PREVENTION OF ADVERSE EFFECTS WITH FOLATE — We administer folic acid supplementation on a daily basis in patients taking chronic low-dose methotrexate (MTX) to reduce risk of several common MTX toxicities and the likelihood of treatment discontinuation. The use of folic acid and of leucovorin in this setting is discussed in detail separately. (See "Use of methotrexate in the treatment of rheumatoid arthritis", section on 'Folic acid supplementation'.)
SOCIETY GUIDELINE LINKS — Links to society and government-sponsored guidelines from selected countries and regions around the world are provided separately. (See "Society guideline links: Rheumatoid arthritis" and "Society guideline links: Side effects of anti-inflammatory and anti-rheumatic drugs".)
SUMMARY AND RECOMMENDATIONS
●Common toxicities – One or more of the common toxicities associated with methotrexate (MTX) may be seen at some time in most patients. These include gastrointestinal problems such as nausea, stomach upset, and loose stools; stomatitis or soreness of the mouth; a macular punctate rash that usually occurs on the extremities and that spares the trunk; central nervous system problems including headache, fatigue, or impaired ability to concentrate; alopecia; fever; and hematologic abnormalities, particularly macrocytosis. (See 'Common toxicities' above.)
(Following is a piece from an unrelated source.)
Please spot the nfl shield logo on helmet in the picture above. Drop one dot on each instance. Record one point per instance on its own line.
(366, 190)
●Hepatotoxicity – Hepatotoxicity due to MTX may result from direct damage to hepatocytes; or, in patients with concomitant viral hepatitis, MTX may enhance viral damage. Patients should be screened for hepatitis before beginning therapy and should be monitored for toxicity regularly while receiving the drug. (See 'Hepatotoxicity' above and "Hepatotoxicity associated with chronic low-dose methotrexate for nonmalignant disease".)
●Pulmonary toxicity – Pulmonary toxicity of MTX may present with acute or chronic symptoms and is more common in the first year of treatment. Either symptomatic or asymptomatic radiographic lung damage may be due to inflammation, infection, or MTX-related pneumonitis. We usually obtain a baseline chest radiograph before initiating MTX treatment. (See 'Pulmonary toxicity' above and "Methotrexate-induced lung injury".)
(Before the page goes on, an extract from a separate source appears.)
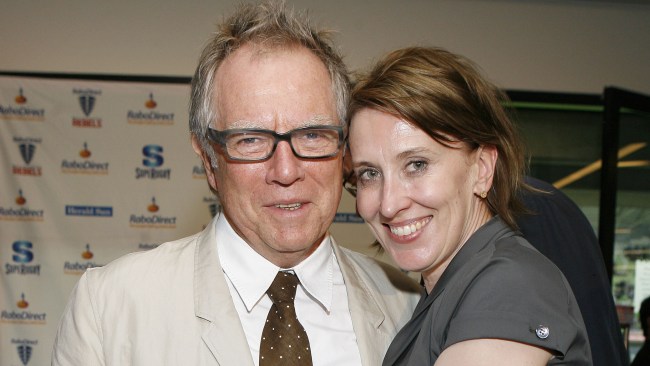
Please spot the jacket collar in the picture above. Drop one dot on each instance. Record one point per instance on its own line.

●Myelosuppression and risk of lymphoproliferative disorders – Hematologic toxicity of low-dose weekly therapy includes red blood cell macrocytosis and, less often, anemia, thrombocytopenia, or leukopenia. Pancytopenia is very uncommon. Patients receiving MTX should be monitored periodically with a complete blood count and platelet count. Myelosuppression with low-dose MTX is more likely if kidney function is impaired in the setting of an acute illness or addition or change of a nonsteroidal antiinflammatory drug (NSAID). MTX may also increase the risk of lymphoproliferative malignancy in patients with rheumatoid arthritis (RA). (See 'Myelosuppression' above and 'Risk of lymphoproliferative disorders' above.)
●Nephrotoxicity – Impairment of glomerular filtration rate will result in sustained serum levels of the drug that may induce bone marrow or other toxicities, because it is primarily cleared unchanged through the kidneys. Kidney damage due to precipitation of MTX crystals and tubular injury may occur with high-dose MTX, but it is very rare with chronic low-dose therapy. (See 'Nephrotoxicity' above.)
●Other adverse effects – Additional adverse effects include exacerbation of rheumatoid nodulosis; marked adverse effects upon the fetus during pregnancy, which should be avoided while on MTX; diminished vaccine responses; and rare ocular abnormalities. (See 'Nodulosis' above and 'Pregnancy risk' above and 'Others' above.)
●Prevention of adverse effects with folate – In all patients taking low-dose MTX on a chronic basis, we recommend treatment with folic acid (1 mg daily) (Grade 1A). The dose may be increased up to 5 mg/day as needed, based upon reporting of residual symptoms. Leucovorin should only be used in patients who have not had a satisfactory response to folic acid (ie, toxicities remain). (See 'Prevention of adverse effects with folate' above.)